Page 31 - Applied Statistics Using SPSS, STATISTICA, MATLAB and R
P. 31
10 1 Introduction
Several statistics, whose only assumption is the existence of a total order
relation, can be applied to ordinal data. One such statistic is the median, as shown
in Example 1.2.
Continuous variables have a real number interval (or a reunion of intervals) as
domain, which is unique up to a linear transformation. One can further distinguish
between ratio type variables, supporting linear transformations of the y = ax type,
and interval type variables supporting linear transformations of the y = ax + b type.

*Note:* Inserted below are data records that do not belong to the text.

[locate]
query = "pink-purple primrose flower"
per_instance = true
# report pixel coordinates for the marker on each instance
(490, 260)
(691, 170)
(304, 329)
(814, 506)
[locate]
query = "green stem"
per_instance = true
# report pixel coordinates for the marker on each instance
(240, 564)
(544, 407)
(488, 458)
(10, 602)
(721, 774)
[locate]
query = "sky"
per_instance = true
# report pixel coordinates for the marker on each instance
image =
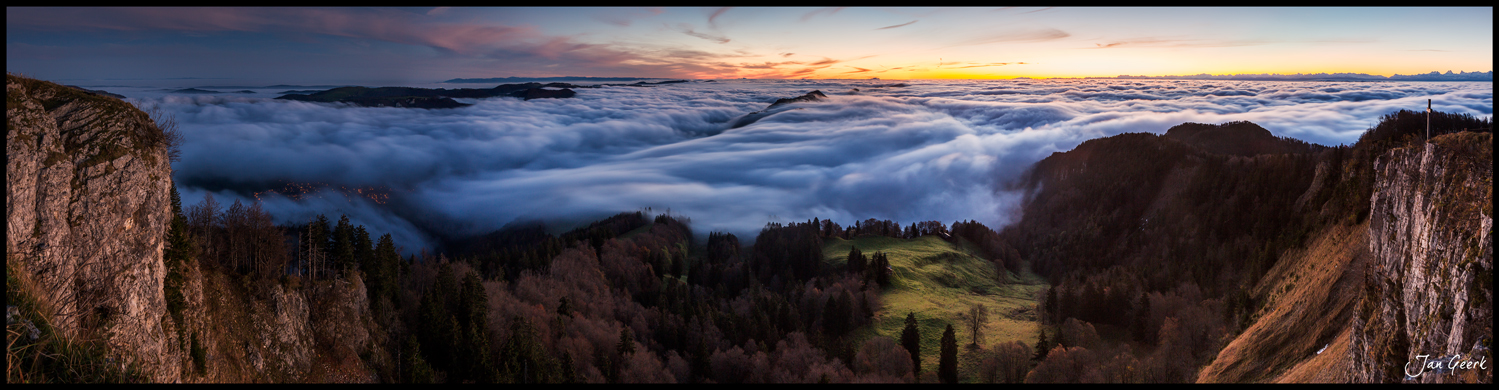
(411, 45)
(901, 150)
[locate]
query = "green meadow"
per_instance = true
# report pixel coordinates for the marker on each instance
(939, 282)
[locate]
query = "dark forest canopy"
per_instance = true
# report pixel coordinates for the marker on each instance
(640, 299)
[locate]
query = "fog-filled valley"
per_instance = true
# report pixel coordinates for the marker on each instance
(901, 150)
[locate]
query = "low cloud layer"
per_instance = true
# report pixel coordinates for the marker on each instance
(921, 150)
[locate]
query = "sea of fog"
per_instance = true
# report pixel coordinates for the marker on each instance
(903, 150)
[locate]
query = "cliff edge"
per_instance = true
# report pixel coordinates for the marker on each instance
(87, 210)
(1429, 290)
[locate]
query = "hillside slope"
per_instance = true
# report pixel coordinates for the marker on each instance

The domain of ratio type variables has a fixed zero. This is the most frequent type
of continuous variables encountered, as in Example 1.3 (a zero ohm resistance is a
zero resistance in whatever measurement scale we choose to elect). The whole
panoply of statistics is supported by continuous ratio type variables. The less
common interval type variables do not have a fixed zero. An example of interval
type data is temperature data, which can either be measured in degrees Celsius (X C)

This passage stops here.